There is a gray area in between that doesn't really have an accepted name (I like "die events" though). Issues, like cracks, breaks, some clashes, etc., that occur during the use of the die, but not the creation, fall into this. They don't occur during the creation of the die so some coins struck with the die will not have it, but once the event happens, it will show up on all coins.
Pillar of the Community
United States
7083 Posts
 Posted 12/02/2019  4:18 pm  Show Profile   Check westcoin's eBay Listings Bookmark this reply Add westcoin to your friends list Get a Link to this Reply
Think of coin dies (two - one obverse and one reverse) as fingers to a hand. Each seperate die has it's own fingerprint. These are things that vary on each die, placement of punched dates, die gouges, die cracks from failing die fatigue, etc. Now as time goes on, dies are moved around during the mintage, so obverse die #1 is paired up with reverse die #1 to make coins on Monday, then on Tuesday Obverse die #1 is paired up with reverse die #2 and Obverse die #2 is paired up with reverse die #4 both sets making all new die varieties. Some varieties change over time, die cracks and cuds being the best examples, so a particular die variety can have different "states" depending on where they were made in the time-line of the life of that particular die pairing.

A die variety is simply put a coin with a known pairing of dies, some are especially neat to collectors, such as doubled/tripled dies or re punched dates, interesting die cracks, etc. basically anything that isn't the direct result of a minting error (double struck, off center, brockage, etc.) can be a die variety.

Some well studied die varieties are VAM IDs on Morgan and Peace dollars, Sheldon or Newcomb IDs on Large cents, Greer numbers on Seated quarters, Overton #s on Bust halves would all be types of die varieties.

Error coins are direct results of something going wrong during the minting process. Off center strikes, double struck, tripled or multi struck coins, planchet flaws in the blank metal, error coins should not go out of the mint, but thankfully for collectors they do slip through sometimes. You are correct in thinking all errors are unique, as there may be errors that mimic each other but they are all unique. Varieites will have many made as they are coming from a die pairing with a noticeable difference from a similar die.

The mentioned site above http://www.error-ref.com/ is a good place to start, read up on the die variety page to see all the various ways a coin can be classified as a collectible variety.
"Buy the Book Before You Buy the Coin" - Aaron R. Feldman - "And read it" - Me 2013!
ANA Life Member #3288 in good standing since 1982, EAC Member #6202, NBS Member, 2 variety collector.

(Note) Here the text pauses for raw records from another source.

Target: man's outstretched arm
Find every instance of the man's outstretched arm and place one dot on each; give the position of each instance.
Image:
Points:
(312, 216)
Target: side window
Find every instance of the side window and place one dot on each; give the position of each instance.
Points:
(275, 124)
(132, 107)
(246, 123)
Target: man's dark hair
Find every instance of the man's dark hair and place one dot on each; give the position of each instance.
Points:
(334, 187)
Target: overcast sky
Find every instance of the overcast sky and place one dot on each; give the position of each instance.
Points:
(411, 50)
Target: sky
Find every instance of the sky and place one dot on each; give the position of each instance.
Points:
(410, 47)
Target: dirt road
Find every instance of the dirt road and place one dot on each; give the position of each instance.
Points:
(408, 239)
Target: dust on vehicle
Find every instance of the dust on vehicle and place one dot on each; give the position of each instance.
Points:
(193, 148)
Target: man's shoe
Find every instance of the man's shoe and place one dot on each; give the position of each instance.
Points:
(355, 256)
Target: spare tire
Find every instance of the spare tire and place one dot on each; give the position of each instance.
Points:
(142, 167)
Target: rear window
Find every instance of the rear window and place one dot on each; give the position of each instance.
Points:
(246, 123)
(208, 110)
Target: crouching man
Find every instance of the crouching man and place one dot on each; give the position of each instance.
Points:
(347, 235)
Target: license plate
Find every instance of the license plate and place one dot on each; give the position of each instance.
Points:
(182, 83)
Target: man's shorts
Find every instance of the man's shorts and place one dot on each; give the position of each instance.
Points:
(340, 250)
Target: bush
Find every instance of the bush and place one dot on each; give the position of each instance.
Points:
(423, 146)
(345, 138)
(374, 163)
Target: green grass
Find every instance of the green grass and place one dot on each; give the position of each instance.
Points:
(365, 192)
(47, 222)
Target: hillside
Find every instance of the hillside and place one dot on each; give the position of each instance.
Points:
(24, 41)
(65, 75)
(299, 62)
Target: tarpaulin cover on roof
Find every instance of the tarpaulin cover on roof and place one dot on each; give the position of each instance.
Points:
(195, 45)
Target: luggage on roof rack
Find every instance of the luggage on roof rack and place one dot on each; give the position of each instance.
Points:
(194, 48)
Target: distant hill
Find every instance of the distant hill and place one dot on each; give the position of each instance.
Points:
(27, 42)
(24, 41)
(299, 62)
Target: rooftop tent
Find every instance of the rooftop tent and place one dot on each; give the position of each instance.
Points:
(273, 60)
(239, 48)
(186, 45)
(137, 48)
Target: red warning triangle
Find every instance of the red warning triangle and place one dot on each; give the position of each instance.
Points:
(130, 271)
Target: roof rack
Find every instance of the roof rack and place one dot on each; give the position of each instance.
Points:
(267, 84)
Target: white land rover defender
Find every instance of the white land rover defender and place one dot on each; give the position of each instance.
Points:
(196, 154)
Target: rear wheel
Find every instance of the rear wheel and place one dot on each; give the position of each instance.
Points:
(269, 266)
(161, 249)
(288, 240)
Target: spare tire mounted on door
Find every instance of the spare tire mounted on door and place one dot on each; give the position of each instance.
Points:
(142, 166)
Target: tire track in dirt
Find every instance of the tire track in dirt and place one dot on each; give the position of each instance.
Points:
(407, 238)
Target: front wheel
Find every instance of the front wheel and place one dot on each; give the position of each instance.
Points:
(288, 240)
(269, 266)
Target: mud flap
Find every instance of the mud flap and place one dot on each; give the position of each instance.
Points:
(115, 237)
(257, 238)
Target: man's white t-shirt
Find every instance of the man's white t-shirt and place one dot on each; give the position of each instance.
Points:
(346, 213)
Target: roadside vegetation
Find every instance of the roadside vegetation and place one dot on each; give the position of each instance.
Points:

See my want page: http://goccf.com/t/140440
New Member
United States
24 Posts
 Posted 12/02/2019  5:48 pm  Show Profile   Bookmark this reply Add CozyCoin to your friends list Get a Link to this Reply
Thanks, Tanman and westcoin! That helps a lot! Although I don't quite get everything you two explained to me (I have a lot to learn), this does help.
Valued Member
United States
120 Posts
 Posted Yesterday  12:20 pm  Show Profile   Bookmark this reply Add Sagegirl to your friends list Get a Link to this Reply
I kind of had the same question, so this helped me a little also. I was looking for a book or website that listed errors with pictures, I'm not interested in the value, but before I dump a bunch of unneeded coins back in the bank I wanted to make sure I wasn't dumping something I should keep, for example the Wisconson Statehood Quarter with the extra leaf.